Disponer de 3.000 euros en tan sólo 48 horas. Los créditos rápidos son préstamos financieros que se solicitan por importes bajos, desde 500 hasta 6.000 euros, con periodos de amortización de hasta 60 meses (cinco años). No suelen presentar comisiones de apertura, aunque sus intereses rondan el 20% TAE. Este tipo se suele, en ocasiones, enmascarar al cliente informándole sólo de intereses mensuales.
¿Cómo funcionan?
Se trata a priori de un proceso sencillo y muy rápido. El solicitante sólo debe tener el DNI en vigor y contar con una nómina. Puede realizar los trámites correspondientes a través de internet o con una llamada telefónica. Una vez realizada la solicitud, la compañía financiera enviará por correo ordinario al domicilio del solicitante varios formularios para que éste los rellene y remita de nuevo a la empresa. Con toda esta información, evaluarán la situación personal del demandante y si es positiva le efectuarán el ingreso en el plazo convenido.
No suelen preguntar por la utilidad que se dará al dinero y garantizan en todo momento la total confidencialidad, uno de los principales atractivos para los clientes. Otro de sus ganchos son los cómodos plazos de devolución: algunas permiten devolver 3.000 euros hasta en 44 meses.
Las trampas?
Los plazos reales no se corresponden con lo que anuncian sus publicidades. Así, el cliente no tendrá la cantidad solicitada transcurridas 48 horas desde la primera llamada, tal y como anuncian, sino pasadas 48 horas desde que le conceden el crédito. En cuanto a los trámites (envío de los formularios al cliente, su devolución a la empresa, y el estudio por parte de la financiera) se pueden prolongar más de una semana. En realidad, el plazo que anuncian comienza a contar desde que el crédito es aceptado.
Otro aspecto a tener en cuenta es el que hace referencia a los intereses. Dada la facilidad en la concesión del crédito y también por la posibilidad de su devolución a largo plazo, estas entidades prestan su dinero a un tipo de interés significativamente superior al de otras alternativas de financiación. Así, si un crédito al consumo en un banco tradicional puede tener una TAE (Tasa Anual Equivalente) de alrededor del 9%, los Establecimientos Financieros de Crédito prestan a TAEs por encima del 20%.
Consejos de interés
Antes de solicitar un crédito de este tipo, es importante distinguir entre entidades financieras especializadas en créditos de bajo importe (hasta 3.000 euros) y prestamistas que operan al margen de la supervisión del Banco de España. El tipo de interés que ofrecen las primeras resulta elevado: una TAE del 23% en el caso de Vía Libre de Cofidis, del 24,60% en la Cuenta Ahorro del Banco Sigma y del 25,65% en el caso de Fimestic. Pero el de las segundas lo es aún más en ocasiones, con el añadido de que operan al margen del Banco de España.
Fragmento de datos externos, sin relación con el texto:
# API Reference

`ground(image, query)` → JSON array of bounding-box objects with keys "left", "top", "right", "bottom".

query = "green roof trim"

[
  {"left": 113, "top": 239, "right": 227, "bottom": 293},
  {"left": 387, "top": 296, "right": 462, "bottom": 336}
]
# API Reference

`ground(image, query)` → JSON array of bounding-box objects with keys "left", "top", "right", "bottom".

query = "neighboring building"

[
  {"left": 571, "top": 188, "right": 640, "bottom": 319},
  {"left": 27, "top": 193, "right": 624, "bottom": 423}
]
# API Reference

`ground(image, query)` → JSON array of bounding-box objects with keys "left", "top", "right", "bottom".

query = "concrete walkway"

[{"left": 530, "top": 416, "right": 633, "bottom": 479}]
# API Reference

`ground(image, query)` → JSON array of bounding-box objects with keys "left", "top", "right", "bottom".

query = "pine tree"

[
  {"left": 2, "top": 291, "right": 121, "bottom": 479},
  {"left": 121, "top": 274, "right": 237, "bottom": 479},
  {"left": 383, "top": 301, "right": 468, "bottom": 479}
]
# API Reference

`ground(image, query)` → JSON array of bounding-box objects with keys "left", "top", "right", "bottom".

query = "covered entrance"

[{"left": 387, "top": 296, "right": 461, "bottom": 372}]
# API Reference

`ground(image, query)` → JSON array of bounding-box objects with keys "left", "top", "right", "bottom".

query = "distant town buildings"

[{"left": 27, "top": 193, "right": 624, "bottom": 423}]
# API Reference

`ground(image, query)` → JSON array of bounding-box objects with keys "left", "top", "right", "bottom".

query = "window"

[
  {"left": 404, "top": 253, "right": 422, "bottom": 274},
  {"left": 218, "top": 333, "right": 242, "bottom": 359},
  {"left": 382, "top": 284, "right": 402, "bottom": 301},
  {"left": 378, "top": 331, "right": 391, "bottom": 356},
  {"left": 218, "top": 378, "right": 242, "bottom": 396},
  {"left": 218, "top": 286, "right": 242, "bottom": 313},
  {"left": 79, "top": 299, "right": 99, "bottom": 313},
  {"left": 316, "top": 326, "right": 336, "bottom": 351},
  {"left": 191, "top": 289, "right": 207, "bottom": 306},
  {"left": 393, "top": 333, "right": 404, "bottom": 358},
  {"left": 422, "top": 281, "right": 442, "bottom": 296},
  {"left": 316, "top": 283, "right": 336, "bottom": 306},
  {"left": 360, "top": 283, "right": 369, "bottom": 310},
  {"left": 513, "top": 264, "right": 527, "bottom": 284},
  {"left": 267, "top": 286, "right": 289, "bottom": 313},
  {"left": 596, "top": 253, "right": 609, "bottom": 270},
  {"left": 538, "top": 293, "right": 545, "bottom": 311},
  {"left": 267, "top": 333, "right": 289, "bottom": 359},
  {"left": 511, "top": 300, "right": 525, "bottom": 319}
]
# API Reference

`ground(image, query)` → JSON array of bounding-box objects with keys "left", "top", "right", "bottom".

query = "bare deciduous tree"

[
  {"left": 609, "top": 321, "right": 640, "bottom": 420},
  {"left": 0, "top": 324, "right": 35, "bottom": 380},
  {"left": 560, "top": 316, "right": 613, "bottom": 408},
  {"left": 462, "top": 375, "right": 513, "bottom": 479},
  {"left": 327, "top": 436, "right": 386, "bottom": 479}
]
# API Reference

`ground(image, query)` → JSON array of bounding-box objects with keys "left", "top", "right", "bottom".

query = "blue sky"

Es recomendable solicitar este tipo de préstamo sólo cuando no existan otras posibilidades, ya que su interés es más de dos veces y medio mayor que el de bancos y cajas de ahorro, es preferible sopesar otras alternativas antes de pedirlos. Si finalmente se opta por un crédito con estas empresas, hay que comparar entre las diferentes ofertas dado que ofrecen préstamos a intereses bien distintos. Además hay que tener en cuenta que por lo general, no es posible echarse atrás una vez concedido el crédito.
¿Quién los oferta?
Los créditos rápidos, no son créditos personales y no los ofertan las entidades bancarias ordinarias. Se trata de créditos al consumo fáciles e inmediatos representados por unas financieras sometidas a reglas muy similares a las de los bancos y cajas, con la diferencia de que tienen prohibido captar depósitos de clientes: su actividad es exclusivamente de crédito. A diferencia de los bancos, que viven en gran medida del dinero captado en cuentas corrientes, depósitos, etc., estas otras empresas obtienen su financiación a través de sus accionistas y de créditos bancarios.